O pai coçou a cabeça, meio encabulado. O filho o olhou como a um estranho. Ficaram ambos se encarando por um bom tempo como dois estranhos. O pai continuou meio ressabiado:
- Filho, sabe aquele dia em que você foi embora?
- É claro.
- Você se lembra do que tinha deixando em casa antes de sair?
- Além dos livros e dos discos que o senhor não me permitiu levar... Não lembro.
- Não lembra?
- Não. O que foi?
- Você deixou uma carta de despedida. Lembra?
- Ah! Lembrei...
- Pois é. Nela você dizia que quando voltasse não desistiria de lutar pelo que acredita, por maior que fosse a distância.
O filho encabulado:
- Ah pai, não se pode levar um jovem tão a sério.
- Você dizia que nunca se espelharia em mim para nada. Que eu era um carrasco, um porco capitalista, lembra?
- Mas hoje não concordo com o que dizia. E hoje sou como o senhor sempre me quis: sou sua imagem e semelhança. Veja! Não se orgulha?
- Ai que tristeza!
- Como? Que tristeza pai?
- Hoje, olhando você, posso ver o quanto fui mula.

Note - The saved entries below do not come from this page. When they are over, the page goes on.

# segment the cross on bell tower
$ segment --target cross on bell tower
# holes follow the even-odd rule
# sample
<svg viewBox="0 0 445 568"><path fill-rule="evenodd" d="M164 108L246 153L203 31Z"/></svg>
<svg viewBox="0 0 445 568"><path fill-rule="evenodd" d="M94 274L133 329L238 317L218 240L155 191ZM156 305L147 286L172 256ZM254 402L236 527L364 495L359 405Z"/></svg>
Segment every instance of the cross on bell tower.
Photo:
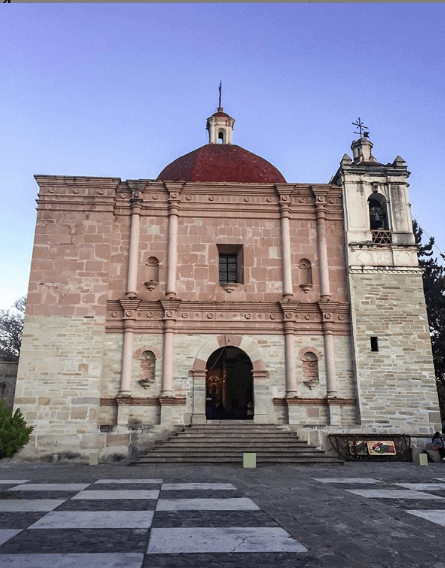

- O senhor está me chamando de mula?
- Também.
- Mas pai: sou como você!
- Era. Não é mais.
- Como assim?
- Por que aquele menino que saiu de casa a seis anos atrás, cheio de sonhos infantis e bobinhos, deixou uma carta de despedida que mudou a cabeça desse marmanjão aqui. Não sou mais o mesmo velho de antigamente, já não sou tão “realista” assim.
- O que o senhor está dizendo?
- O que estou dizendo? Exijamos o impossível: façamos a revolução!
- Você está maluco?
O pai sem mais esperar, catou os livros e os discos que estavam a vista, tocou tudo numa mochila e sem lenço e sem documento caiu no mundo afora. O filho ficou em casa, trabalhou, prosperou, se reproduziu e ficou com a boca escancarada cheia de dentes esperando a morte chegar.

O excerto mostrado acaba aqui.